1. Rely on H & E alone. Some people claim it works, but I can't find
them unless they're all over the place.
2. Thiazine dye methods. The simplest is the blue dye mix Diff-Quik II
(or a generic equivalent, all of which work in my experience), the
next a Giemsa stain, and it's possible to complicate them considerably
3. Silver stains such as Steiner's. They work, but they're a lot of
trouble and the tissue often falls off the slide. I have almost no
experience with them.
4. Immunostains. More expensive to do, but a lot faster for the
pathologist to read.
I haven't seen a study comparing the sensitivity of these methods. My
personal opinion is that I'm OK with Diff-Quik II if I'm seeing one
gastric biopsy a day, but I want IHC if I'm going to be seeing ten of
them. With the dye method I often have to resort to oil immersion
magnification, where with IHC I barely need to use a high-dry lens.

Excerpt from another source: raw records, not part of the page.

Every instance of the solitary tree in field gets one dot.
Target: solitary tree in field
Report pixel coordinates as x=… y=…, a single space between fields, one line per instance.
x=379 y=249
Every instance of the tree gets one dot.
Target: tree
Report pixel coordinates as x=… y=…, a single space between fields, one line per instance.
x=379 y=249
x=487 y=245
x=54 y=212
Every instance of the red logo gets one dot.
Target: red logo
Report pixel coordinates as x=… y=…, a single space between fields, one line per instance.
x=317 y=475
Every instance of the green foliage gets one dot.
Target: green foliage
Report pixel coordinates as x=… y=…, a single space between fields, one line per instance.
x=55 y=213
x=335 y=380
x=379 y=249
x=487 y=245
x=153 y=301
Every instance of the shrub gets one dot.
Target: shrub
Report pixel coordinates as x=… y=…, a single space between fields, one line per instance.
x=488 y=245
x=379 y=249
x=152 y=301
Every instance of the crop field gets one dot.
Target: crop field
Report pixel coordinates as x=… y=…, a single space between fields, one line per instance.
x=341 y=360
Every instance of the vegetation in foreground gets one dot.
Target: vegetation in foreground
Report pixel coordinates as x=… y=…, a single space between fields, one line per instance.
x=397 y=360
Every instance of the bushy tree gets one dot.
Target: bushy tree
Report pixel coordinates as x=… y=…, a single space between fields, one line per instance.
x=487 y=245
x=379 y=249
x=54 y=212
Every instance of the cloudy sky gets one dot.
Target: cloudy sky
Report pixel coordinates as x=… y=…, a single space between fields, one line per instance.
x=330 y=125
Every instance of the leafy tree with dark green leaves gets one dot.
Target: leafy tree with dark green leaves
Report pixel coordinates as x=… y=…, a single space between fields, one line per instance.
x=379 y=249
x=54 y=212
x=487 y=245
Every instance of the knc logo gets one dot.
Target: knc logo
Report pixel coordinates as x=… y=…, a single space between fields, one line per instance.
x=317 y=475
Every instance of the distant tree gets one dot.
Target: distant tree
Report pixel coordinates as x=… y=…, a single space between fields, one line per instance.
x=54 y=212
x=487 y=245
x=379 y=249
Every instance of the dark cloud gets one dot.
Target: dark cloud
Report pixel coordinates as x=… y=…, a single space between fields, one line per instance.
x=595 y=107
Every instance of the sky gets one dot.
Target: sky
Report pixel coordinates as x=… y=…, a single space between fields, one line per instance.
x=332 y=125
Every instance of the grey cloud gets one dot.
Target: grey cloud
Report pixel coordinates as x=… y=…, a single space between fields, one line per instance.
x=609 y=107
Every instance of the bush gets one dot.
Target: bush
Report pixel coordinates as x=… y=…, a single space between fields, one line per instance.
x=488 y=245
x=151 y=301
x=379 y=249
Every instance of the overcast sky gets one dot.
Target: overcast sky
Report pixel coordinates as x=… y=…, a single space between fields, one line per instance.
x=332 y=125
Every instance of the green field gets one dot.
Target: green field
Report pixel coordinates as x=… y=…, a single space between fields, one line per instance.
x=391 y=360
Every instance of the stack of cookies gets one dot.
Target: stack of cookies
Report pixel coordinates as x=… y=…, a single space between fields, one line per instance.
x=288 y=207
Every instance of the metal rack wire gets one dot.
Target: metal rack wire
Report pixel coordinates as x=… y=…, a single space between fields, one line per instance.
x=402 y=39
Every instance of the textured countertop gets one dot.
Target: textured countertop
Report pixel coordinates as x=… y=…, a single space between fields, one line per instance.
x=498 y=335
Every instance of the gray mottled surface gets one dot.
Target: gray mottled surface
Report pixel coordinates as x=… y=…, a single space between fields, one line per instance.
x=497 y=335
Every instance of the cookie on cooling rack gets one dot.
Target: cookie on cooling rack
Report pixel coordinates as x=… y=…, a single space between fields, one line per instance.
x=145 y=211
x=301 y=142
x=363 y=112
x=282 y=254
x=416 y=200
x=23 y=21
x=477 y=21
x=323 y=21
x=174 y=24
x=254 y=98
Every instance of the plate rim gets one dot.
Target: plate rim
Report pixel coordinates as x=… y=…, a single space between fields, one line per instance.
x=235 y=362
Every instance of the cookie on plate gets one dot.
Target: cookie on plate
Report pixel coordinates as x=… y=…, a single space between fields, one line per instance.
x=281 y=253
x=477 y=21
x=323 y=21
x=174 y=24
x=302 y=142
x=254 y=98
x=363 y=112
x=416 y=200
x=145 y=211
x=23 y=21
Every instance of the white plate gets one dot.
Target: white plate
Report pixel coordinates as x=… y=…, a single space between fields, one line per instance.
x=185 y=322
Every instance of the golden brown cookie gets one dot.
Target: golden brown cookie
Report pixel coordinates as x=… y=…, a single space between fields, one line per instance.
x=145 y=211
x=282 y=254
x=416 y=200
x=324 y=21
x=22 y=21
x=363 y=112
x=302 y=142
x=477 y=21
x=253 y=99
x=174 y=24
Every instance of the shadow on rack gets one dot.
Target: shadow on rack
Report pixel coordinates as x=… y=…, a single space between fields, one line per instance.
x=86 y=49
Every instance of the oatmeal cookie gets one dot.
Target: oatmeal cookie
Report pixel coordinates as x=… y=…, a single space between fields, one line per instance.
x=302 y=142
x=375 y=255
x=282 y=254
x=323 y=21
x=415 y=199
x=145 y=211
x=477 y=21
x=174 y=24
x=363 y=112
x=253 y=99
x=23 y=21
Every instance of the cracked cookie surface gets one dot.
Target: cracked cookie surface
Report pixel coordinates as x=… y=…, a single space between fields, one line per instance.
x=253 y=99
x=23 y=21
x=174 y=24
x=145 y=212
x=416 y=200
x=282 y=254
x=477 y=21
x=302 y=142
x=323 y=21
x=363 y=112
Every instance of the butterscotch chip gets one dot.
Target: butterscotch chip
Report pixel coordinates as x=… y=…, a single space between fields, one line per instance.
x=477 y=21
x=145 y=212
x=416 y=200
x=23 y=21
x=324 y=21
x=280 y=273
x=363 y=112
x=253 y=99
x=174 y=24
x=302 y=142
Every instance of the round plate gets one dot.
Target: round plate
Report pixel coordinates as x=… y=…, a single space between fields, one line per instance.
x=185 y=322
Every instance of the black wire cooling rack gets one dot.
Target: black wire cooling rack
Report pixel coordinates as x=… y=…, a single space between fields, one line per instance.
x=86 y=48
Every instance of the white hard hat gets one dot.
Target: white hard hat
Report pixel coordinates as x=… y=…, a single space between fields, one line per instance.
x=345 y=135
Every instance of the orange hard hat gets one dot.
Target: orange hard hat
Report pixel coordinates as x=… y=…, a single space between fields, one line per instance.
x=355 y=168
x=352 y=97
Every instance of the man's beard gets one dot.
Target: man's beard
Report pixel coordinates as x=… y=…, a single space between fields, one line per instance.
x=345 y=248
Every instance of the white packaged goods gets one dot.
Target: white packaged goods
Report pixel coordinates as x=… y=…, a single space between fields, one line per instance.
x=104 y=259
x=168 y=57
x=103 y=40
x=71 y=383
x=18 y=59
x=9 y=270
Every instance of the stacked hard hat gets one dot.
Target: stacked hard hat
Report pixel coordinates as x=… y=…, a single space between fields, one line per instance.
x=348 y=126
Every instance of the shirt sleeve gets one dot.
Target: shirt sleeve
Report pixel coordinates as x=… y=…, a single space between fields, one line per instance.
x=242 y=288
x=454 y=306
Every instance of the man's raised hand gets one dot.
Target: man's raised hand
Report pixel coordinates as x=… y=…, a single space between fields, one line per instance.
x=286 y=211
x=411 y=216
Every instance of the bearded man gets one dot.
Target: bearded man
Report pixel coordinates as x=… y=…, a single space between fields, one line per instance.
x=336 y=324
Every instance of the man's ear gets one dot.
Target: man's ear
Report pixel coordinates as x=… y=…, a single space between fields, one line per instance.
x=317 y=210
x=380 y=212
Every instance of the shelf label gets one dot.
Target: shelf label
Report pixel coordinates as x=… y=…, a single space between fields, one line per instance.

Helicobacter controls: Not really necessary, but should be done
anyway. You need the co-operation of your pathologist in finding
positives suitable for use as controls. One gastrectomy specimen can
of course set you up for life, but these are pretty rare these days.
Some additional points: many pathologists don't understand that not
all bacteria they see in the stomach are Helicobacter - morphologic
criteria must be observed. (IHC gets around this problem.)
There is another, rather rare Helicobacter that causes peptic ulcer
disease, with different morphology (a tight corkscrew rather than a
"gull wing") - Helicobacter heilmanii. Supposedly IHC picks it up.
There's controversy as to whether all gastric biopsy specimens need a
stain of some kind, or only the ones with acute inflammation
(confusingly called chronic active gastritis).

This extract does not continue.